Alors que la crise s’installe dans la durée, que les mesures d’aides se multiplient, il reste encore à en détailler les conséquences pour les établissements de crédit, et donc leur capacité à continuer à financer l’économie. Ceux-ci supportent le choc, en partie grâce à des fondamentaux solides.
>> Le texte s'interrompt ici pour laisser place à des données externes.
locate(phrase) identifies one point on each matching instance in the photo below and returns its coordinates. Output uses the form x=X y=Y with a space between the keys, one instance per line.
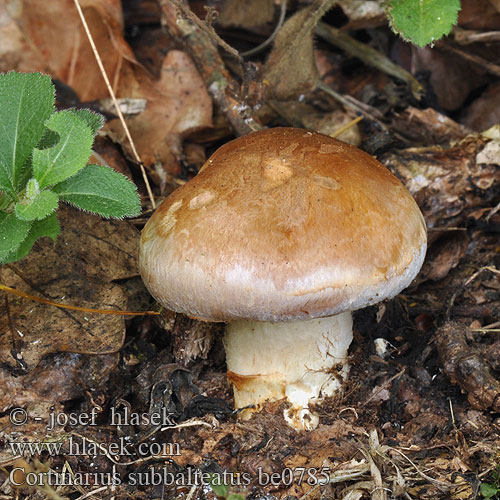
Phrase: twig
x=117 y=106
x=478 y=61
x=368 y=55
x=205 y=55
x=206 y=28
x=192 y=492
x=93 y=492
x=441 y=485
x=385 y=385
x=271 y=37
x=494 y=210
x=478 y=272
À l’occasion de la conférence de l’ACPR fin novembre, François Villeroy de Galhau, gouverneur de la Banque de France, indiquait avoir "toutes les raisons de penser que les institutions financières françaises, y compris dans des scenarii économiques sévères, seront suffisamment solides pour traverser cette crise" et que si "leur rentabilité pourrait en être affectée ; leur solvabilité resterait suffisamment élevée". Reste à savoir si le manque de rentabilité des banques européennes, qui se verraient contraintes de réduire leurs coûts face à la crise, représentera un obstacle au financement du tissu économique.